Figure 6 overwash regime
Inundation regime* The inundation regime describes a storm where the storm surge is sufficient to completely and continuously submerge the dune system. A lot of sediment is transported landward and there is significant flooding of the hinterland.
- Inundation regime:
- · Wave run-up > dune.
- · General overtopping of the dune and flattening of the dune topography.
- · Massive landward sediment transportation and deposition.
- · Deep ecological impacts due to massive salt water inundation to the rear of the dunes.
Figure 7 inundation regime.
* source: All showed figures of the mentioned regimes are courtesy of Goslin, Jérôme & Clemmensen, Lars. (2017). Proxy records of Holocene storm events in coastal barrier systems: Storm-wave induced markers. Quaternary Science Reviews. 174. 80-119. 10.1016/j.quascirev.2017.08.026.

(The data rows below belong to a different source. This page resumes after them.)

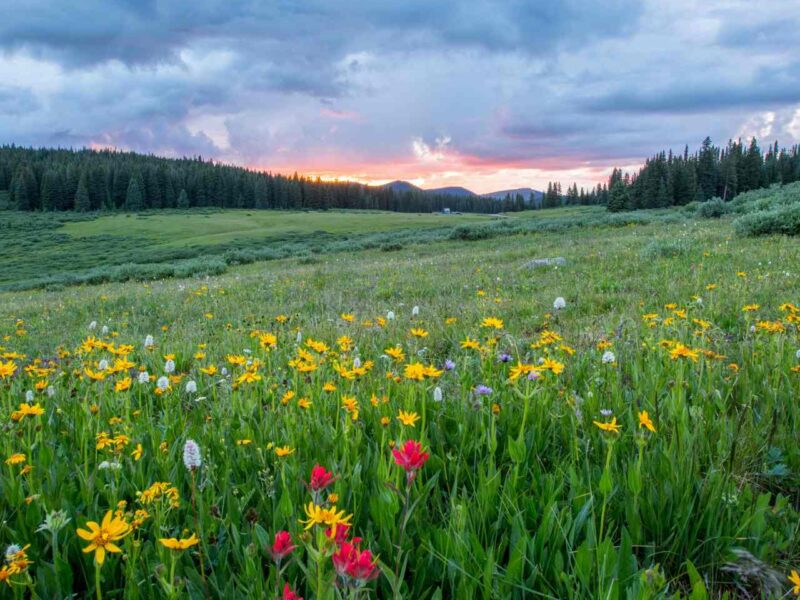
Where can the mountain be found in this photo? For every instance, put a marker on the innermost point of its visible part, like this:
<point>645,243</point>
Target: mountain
<point>526,192</point>
<point>451,191</point>
<point>401,186</point>
<point>404,186</point>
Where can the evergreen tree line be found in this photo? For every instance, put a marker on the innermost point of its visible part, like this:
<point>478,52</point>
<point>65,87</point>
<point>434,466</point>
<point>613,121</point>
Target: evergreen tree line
<point>90,180</point>
<point>668,179</point>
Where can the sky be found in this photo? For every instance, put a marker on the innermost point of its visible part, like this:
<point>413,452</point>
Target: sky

Calculation of storm impact scale regimes To determine the storm impact regimes of Sallanger, multiple steps have been performed. These calculations are done using the values presented in the tab Parameters.
At first it is calculated how much wave run-up there is for the selected return period extreme event, using the relations given by Stockdon et al. 2007. The wave length is: L0 = (g * Tp ^ 2) / (2 * pi). Therefore the runup that is exceed by 2% of the waves is then: R2% = 1.1 * (0.35 * Beach_slope * (Hs * L0) ^ 0.5 + ((Hs * L0 * (0.563 * Beach_slope * 2 + 0.004)) ^ 0.5) / 2). Hereby Beach_slope is the beach slope between the dune foot and the location of the Mean High Water (MHW) value. Hs is the offshore significant wave height from the table and Tp the Offshore peak wave period. Based on this, the supplied storm surge level and the chosen sea level rise value, the maximum runup is calculation by summing up these values. This gives the value Rhigh. Additionally the Rlow is calculated by summing storm surge level with the wave setup. For the wave setup the formula is the following: setup = 0.35 * Beach_slope * (Hs * L0) ^ 0.5. Based on these values Rhigh and Rlow it is determined in what regime the current state and chosen scenario is (see figure).

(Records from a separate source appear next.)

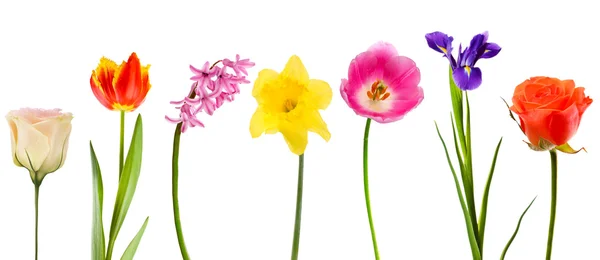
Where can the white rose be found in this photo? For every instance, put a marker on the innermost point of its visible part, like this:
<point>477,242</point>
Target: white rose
<point>39,139</point>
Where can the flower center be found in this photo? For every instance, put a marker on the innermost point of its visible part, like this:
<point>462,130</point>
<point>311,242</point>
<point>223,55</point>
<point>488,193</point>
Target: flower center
<point>378,91</point>
<point>289,105</point>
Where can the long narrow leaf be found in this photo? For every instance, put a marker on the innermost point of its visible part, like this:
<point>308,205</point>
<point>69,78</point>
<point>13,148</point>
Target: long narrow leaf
<point>472,240</point>
<point>486,193</point>
<point>457,109</point>
<point>127,184</point>
<point>467,180</point>
<point>135,242</point>
<point>98,243</point>
<point>516,230</point>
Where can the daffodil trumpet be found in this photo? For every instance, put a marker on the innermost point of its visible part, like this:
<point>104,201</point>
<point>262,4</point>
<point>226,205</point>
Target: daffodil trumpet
<point>289,103</point>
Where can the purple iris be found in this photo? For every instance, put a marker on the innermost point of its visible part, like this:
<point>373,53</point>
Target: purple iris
<point>465,74</point>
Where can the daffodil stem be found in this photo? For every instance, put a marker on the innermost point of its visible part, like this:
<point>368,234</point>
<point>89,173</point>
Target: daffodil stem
<point>554,166</point>
<point>121,143</point>
<point>366,183</point>
<point>296,244</point>
<point>37,195</point>
<point>175,190</point>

In case the regime is in the collision regime, some additional calculations are done. Using the Bruun rule there can be estimated how far the coast would retreat based on a certain sea level rise in case the dune system could fully adapt. To calculate this at first the Depth of Closure (DoC) is needed, this is the depth where it is assumed that deeper than this no significant sediment transport takes place. The formula of Hallermeijer(1981) supplies this based on the wave conditions that are only exceeded 12 hours per year (Hs,year & Tp,year): DoC = 2.28 * Hs,year - 68.5 * (Hs,year ^2 ) / (g * (Tp,year)^2). Now the distance L between the top of the dune (dune_top ) and the DoC is calculated from the transect, which is used for the Bruun rule: Bruun = SLR * L / (DoC + dune_top). This gives the retreat of the dune in meters for the given sea level rise (SLR). It can happen that the prediction is that a profile will stay in the same collision regime, but still maybe will not adapt sufficiently to sea level rise. This can happen when the dune is insufficiently wide compared to the retreat of the dune. Then the dune must retreat landwards through natural processes or sediment management.

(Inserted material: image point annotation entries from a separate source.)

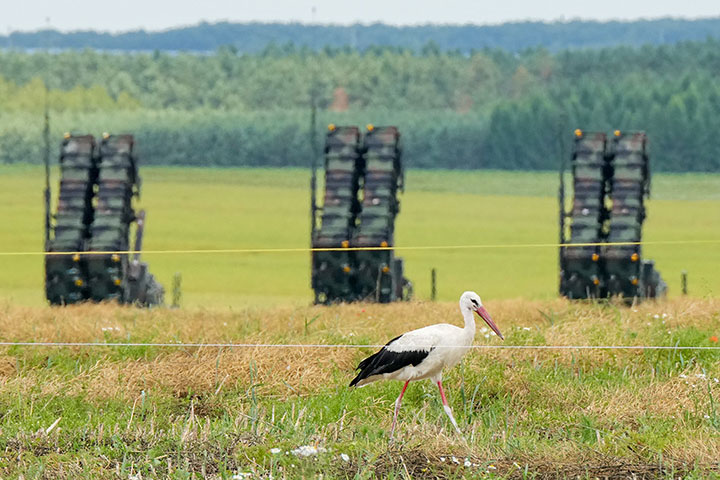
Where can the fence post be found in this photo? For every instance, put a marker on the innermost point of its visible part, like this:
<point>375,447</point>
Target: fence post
<point>683,282</point>
<point>177,290</point>
<point>433,284</point>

Tool 'Shoreline changes (1984-2016)'
The shoreline change tool shows the erosion or accretion of shorelines in the Interreg 2 Seas area. The output of the tool is shown in the figure (4) below. For every year from the period 1984-2016 the location of the shoreline with relation to the landward boundary can be requested. Each blue dot represents the shoreline location in the specified country and year on the location requested in the viewer tool.
Figure 8. Detail of Shoreline transect plot
Each dot shows the location of the shoreline in a specific year. The indicated change rates metres per year (m/yr) are obtained from fitting a line-of-best fit to the shoreline position data for each transect.
- A shoreline can be in several states of change:
- · Accretion > 0.5 m/yr.
- · Stable −0.5 to 0.5 m/yr.
- · Erosion −1 to −0.5 m/yr.
- · Intense erosion −3 to −1 m/yr.
- · Severe erosion −5 to −3 m/yr.
- · Extreme erosion <= 5 m/yr.
Figure 9. Output of the shoreline change tool.